中東の核軍拡を防げ

 

今年9月に、イスラエルに2週間滞在した。

この時には、テロリストの侵入を防ぐために、レストランの前に立っているガードマンの数が減り、出国時の空港での検査も比較的簡単に済んだので、「自爆テロに対する警戒がゆるんだようだ」と感じた。

またテルアビブもエルサレムも、米国やフランスからの観光客で賑わっていた。

だが、それは嵐の前の静けさにすぎなかったようだ。

10月末にイスラエル北部のハデラで、イスラム聖戦機構が起こした自爆テロによって市民5人が殺害され、2004年8月以来の事実上の停戦状態に、ピリオドが打たれたのである。

イスラエル政府のシャロン首相は、ガザ地区に対する空爆を命じるとともに、戦闘部隊を再びヨルダン川西岸地区に投入し、イスラム聖戦機構の摘発に乗り出した。

これでシャロン政権は、パレスチナ自治政府がテロを十分に取り締まっていないとして、アッバス代表への圧力を高めるだろう。

第3のインティファーダ(パレスチナ人の反イスラエル闘争)の発生を危惧する声もある。

一方イランのアハマディネシャド新大統領は、10月末に「イスラエルを地図の上から抹消しなくてはならない」と発言して、ドイツ政府を初めとするEU加盟国から、強い批判を浴びた。

今年大統領に選ばれたアハマディネシャド氏は、保守強硬派として知られていたが、この好戦的な発言によって、イスラエルへの敵意に燃える政治家だということが改めて確認された。

私が今年夏に米国で会った安全保障問題関係者たちは、「イランが核爆弾を保有するのは時間の問題」という見方で一致していたが、権力の頂点に立つ人物が、こうした発言を堂々と行うのを見ると、イランがおとなしく米国やヨーロッパ諸国の言うことを聞いて、核兵器開発をあきらめるとは到底思えない。

イスラエルがすでに核兵器を持っていると思われることから、イランも抑止力を確保するために、核兵器の開発を急ぐ可能性が高い。

イスラエルはイランの核武装や長距離ミサイルの開発に神経を尖らせているが、アハマディネシャドの発言で、今後はイランとの対決姿勢を一段と強める恐れがある。

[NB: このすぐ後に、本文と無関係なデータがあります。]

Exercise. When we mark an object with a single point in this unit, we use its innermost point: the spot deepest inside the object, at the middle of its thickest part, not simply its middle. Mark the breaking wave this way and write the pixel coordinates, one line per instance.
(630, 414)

中東での核軍拡競争は、なんとしてでも避けなくてはならないが、米国はイラクの泥沼に足を取られて身動きが取れない状態にある。

このため、ドイツなど
EU諸国がリーダーシップを握ってイランへの働きかけを強め、強硬派が暴走しないように工作を行う必要がある。

ヨーロッパに負わされた責任は重い。